『有頂天家族』 森見 登美彦評価 ☆☆☆☆☆☆☆☆★★(星8個)
あらすじ
糺ノ森に住む狸の名門・下鴨家の父・総一郎はある日、鍋にされ、あっけなくこの世を去ってしまった。
遺されたのは母と頼りない四兄弟。長兄・矢一郎は生真面目だが土壇場に弱く、次兄・矢二郎は蛙になって井戸暮らし。三男・矢三郎は面白主義がいきすぎて周囲を困らせ、末弟・矢四郎は化けてもつい尻尾を出す未熟者。
この四兄弟が一族の誇りを取り戻すべく、ある時は「腐れ大学生」ある時は「虎」に化けて京都の街を駆け回るも、そこにはいつも邪魔者が!かねてより犬猿の仲の狸、宿敵・夷川家の阿呆兄弟・金閣&銀閣、人間に恋をして能力を奪われ落ちぶれた天狗・赤玉先生、天狗を袖にし空を自在に飛び回る美女・弁天。狸と天狗と人間が入り乱れて巻き起こす三つ巴の化かし合いが今日も始まった。
紹介
京都に住む狸と天狗と少しだけ人間のお話。
雑誌「パピルス」で連載されていたのをまとめて修正したのもだが、相も変わらず森見節が炸裂している。
少し、古い時代の香りがする文体で、しれっと笑いどころを語るのはとても愉快。
小難しくって古臭い風にこのストーリーを語られるととても衒学的な雰囲気で楽しめます。
小説を読む楽しさの一つだと思います。
森見氏を知らない人もこれから読んでもなんら問題はないでしょう。
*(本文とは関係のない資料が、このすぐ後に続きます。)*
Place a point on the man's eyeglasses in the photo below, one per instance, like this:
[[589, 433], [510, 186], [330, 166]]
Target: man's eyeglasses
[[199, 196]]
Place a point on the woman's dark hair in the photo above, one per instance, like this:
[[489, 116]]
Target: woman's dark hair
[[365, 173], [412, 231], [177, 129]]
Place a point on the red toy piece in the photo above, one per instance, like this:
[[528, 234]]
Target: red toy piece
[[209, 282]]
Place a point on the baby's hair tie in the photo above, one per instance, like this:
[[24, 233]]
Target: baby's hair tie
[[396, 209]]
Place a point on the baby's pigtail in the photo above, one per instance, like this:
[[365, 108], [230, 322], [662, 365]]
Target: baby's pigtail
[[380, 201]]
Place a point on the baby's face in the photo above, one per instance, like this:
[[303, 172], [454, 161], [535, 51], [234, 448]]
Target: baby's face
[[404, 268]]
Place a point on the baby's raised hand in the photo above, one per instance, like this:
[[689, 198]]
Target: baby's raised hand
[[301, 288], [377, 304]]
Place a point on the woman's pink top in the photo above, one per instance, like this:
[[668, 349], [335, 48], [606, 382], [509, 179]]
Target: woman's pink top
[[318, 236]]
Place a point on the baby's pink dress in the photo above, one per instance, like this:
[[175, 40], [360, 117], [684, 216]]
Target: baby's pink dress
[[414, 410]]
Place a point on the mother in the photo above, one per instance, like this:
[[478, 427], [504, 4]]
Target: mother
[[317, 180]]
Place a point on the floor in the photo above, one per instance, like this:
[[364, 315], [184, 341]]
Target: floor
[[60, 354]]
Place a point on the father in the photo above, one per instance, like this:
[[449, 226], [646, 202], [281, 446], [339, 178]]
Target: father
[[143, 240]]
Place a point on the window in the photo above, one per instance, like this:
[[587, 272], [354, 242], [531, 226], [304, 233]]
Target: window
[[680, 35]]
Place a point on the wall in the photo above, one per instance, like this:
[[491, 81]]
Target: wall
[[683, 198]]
好きになった人は他の作品に手を出さずには入られないぐらい森見氏の魅力に溢れています。
『太陽の塔』みたいな作品はもう書かないのかな?ああいう文学っぽさが出てるほうも好きですけどね。今回の小説はやっぱり『夜は短し歩けよ乙女』好きに向けた小説ですね。
前々作「夜は短し歩けよ乙女」ではまった僕もこの作品を読み始めるとすぐに安心しました。森見さんは変わらず面白いなと。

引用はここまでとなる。